新田次郎「野付牛の老尼」ー北見市

新田 次郎(にった じろう)  本名:藤原 寛人、
1912年 – 1980年、小説家、気象学者。

長野県諏訪郡上諏訪町角間新田(かくましんでん)(現在の諏訪市上諏訪角間新田)に藤原彦、りゑの次男として生まれる。
ペンネームは“新田の次男坊”から(「しんでん」を「にった」と読み替え)。
神田電機学校(現在の東京電機大学の母体)卒業。気象庁職員として富士山気象レーダー建設などに携わる傍らで作家活動を行い、『八甲田山死の彷徨』など山岳小説の分野を拓く
新田次郎・昭和新山ー有珠郡壮瞥町

新田次郎の小説に「野付牛の老尼」があります。
北見市川北の信善光寺を開いた住職吉田信静尼は、大正12年、地蔵尊がわりにと屯田兵人形の製作を思い立ち、胴は木、顔は土、高さ70㎝の人形75体を作りました。信善光寺は常呂川をへだてて市街地を見下ろす高台にあり、桜の名所にもなっています。
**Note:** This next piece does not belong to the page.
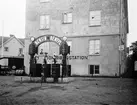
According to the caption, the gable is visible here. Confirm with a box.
[4,37,24,48]
[0,36,24,48]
「野付牛の老尼」は住職吉田信静尼がモデルですが、「私は現地に取材にいったのは昭和48年の10月であった。これは飽くまでも小説であってフィクションであって、実録ではないことを、ここではっきりおことわりして置く」と書かれています。

「あるとき小林源太郎にすすめられる。『法静尼さん、屯田兵人形を作って見ないかね、屯田兵としてこの地に入植した当時の写真をもとにして、人形を作って、飾り、それを寺に置いたらどうか。一人ふたりではいけない、できることなら、あのとき入植した屯田兵全員の人形を作って残して置きたいものだ』。
この話は法静尼の心を動かした。名古屋の人形師に注文し、昭和元年になって最初の三体が完成しまた。観音堂に安置した。
『軍服姿の屯田兵の像はなかなかよく出来ていた。胴体、手足はサワラの木を彫って作り、顔は土を材料として作り上げてあった。写真を見て作ったにしてはよくできていた。若かりしころの本人を彷彿とせしむるものがあった。紺の軍服も、赤い襟章も、銃も、腰にさけている銃剣もよくできていた。肩にそれぞれの名前を書いた布札が下げてあった』法静尼さんからお経を上げて貰うのは悪くない、と立ちどころに二十体の申し込みがあった。